For most of his images, Ross worked with grays because he emphasized grief or those depicted whose lives were already taking shape, and were less in the process of developing. Simple fact, that you see in a long line of people and their professions. Inspired by the German portrait photographer August Sander, who captured professional collections in the Weimar Republic, I did the same: gravedigger, car rental employee, police officer. Even more surprising is the gray color in her most famous series Pictures at the Vietnam Veterans Memorial (1983/1984), which she made when the Washington Veterans Memorial had just opened. These images have been widely praised as they sometimes show melancholy or contemplation, but they also depict the state of the country at the time: a country at odds with itself.
She has said in interviews that she herself believed she could change the world with her images and even end the Vietnam War that she was getting up to every day by simply turning on the radio or television. You just had to see the effect of the war in the eyes of the visitors and you knew you were wrong. Yet little has changed, as evidenced by the photographs I took more than five years later of reservists who took part in the Gulf War in 1990 and 1991.

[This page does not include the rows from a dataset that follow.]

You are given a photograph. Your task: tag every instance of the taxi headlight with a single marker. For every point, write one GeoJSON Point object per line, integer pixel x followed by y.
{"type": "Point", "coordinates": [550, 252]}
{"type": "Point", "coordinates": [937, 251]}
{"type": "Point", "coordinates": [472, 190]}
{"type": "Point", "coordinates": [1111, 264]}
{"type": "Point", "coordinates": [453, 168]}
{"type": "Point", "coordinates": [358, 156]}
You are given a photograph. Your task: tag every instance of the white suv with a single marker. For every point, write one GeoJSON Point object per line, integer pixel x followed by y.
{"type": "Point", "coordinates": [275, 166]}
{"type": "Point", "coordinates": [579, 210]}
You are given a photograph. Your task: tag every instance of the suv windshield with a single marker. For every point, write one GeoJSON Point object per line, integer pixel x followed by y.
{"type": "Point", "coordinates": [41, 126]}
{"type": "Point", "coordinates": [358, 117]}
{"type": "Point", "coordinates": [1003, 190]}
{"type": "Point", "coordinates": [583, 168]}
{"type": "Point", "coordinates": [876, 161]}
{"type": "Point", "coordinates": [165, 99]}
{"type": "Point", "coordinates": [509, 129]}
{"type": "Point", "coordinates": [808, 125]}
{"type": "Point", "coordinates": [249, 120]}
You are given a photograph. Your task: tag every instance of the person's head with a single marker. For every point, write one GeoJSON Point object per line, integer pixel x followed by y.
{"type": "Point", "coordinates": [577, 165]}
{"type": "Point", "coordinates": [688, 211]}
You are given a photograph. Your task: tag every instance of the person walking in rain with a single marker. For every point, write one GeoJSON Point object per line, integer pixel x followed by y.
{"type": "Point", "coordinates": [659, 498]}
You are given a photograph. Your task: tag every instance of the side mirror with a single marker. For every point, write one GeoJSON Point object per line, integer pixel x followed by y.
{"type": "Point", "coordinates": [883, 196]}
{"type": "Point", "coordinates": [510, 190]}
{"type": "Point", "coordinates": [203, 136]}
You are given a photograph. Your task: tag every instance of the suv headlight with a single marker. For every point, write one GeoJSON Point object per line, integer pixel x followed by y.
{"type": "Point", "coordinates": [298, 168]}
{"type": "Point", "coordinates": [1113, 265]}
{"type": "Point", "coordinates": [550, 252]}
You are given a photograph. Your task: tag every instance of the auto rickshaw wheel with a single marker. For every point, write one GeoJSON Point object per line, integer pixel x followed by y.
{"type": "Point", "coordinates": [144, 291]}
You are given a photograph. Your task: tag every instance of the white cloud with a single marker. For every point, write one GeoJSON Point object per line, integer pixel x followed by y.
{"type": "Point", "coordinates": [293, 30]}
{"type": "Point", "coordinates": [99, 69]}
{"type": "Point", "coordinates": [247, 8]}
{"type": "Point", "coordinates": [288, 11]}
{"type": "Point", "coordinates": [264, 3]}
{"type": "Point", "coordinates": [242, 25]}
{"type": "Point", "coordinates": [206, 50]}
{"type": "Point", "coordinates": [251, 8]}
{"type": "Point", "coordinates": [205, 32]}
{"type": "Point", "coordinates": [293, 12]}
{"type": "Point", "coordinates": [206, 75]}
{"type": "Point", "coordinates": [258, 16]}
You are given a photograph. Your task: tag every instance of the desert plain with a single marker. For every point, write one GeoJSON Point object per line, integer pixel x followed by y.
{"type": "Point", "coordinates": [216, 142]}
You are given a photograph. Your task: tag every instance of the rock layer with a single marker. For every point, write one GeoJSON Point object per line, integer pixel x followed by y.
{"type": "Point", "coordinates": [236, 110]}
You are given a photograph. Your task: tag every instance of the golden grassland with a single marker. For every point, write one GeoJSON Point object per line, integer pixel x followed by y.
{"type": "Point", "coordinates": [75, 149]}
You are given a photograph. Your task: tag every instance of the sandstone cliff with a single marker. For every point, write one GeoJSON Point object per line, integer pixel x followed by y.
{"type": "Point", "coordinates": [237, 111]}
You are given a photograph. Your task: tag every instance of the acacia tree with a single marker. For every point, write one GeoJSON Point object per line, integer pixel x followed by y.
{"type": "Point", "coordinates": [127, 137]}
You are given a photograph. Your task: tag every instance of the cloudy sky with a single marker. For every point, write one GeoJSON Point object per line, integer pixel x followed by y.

Also view this photo series: Dwelling in the Ordinary: The Penetrating Photographs of Judith Joy Ross
Afghanistan and Iraq
with serial Eyes wide open eyes well Hdhirtan She refocused on the loss caused by the wars in Afghanistan and Iraq. Photographed mourners and protesters in 2006 and 2007. New York times Not interested at the time, she began selling a bunch of the same photos for five dollars. “I thought these pictures would help end the war,” she explained. De Volkskrant From. It was impossible: “Even if I had distributed this book all over America for free,” the pictures would have changed the policy.
This is the reason for her series as well Pictures of the US Congress Very well. It is atypical in that it is relatively static, and is a great addition to your Vietnam Souvenir collection. In 1986 and 1987, Ross decided to put the people’s representatives in front of the camera. She mainly chose politicians with whom she disagreed. From behind her camera she looks out for their humanity as they stand there in the Capitol building. She was looking for imperfections and wrinkles (which can sometimes be clearly seen in how tightly the tie hangs or not around the neck), and she got them, partly along with a good dose of conviction.
“Her images are not neutral,” British photographer Alice Tomlinson said of Ross’s work. She didn’t understand why Ross, who was her muse, wasn’t world famous. She says this is mainly because Ross films the people she meets every day. So Ross usually laughs heartily in interviews when asked if she mainly wants to highlight poverty – an impression certainly created in the series. free landAbout the poor town where her father was born 2046Where the question is what do you think the future of these people will look like. She photographs people who look like her and whom she can connect with. You can see the sympathy with which they are made. This applies to nearly all of her photos, regardless of whether they are brown or grey, and whether they show children eating ice cream, reservists, or protesters.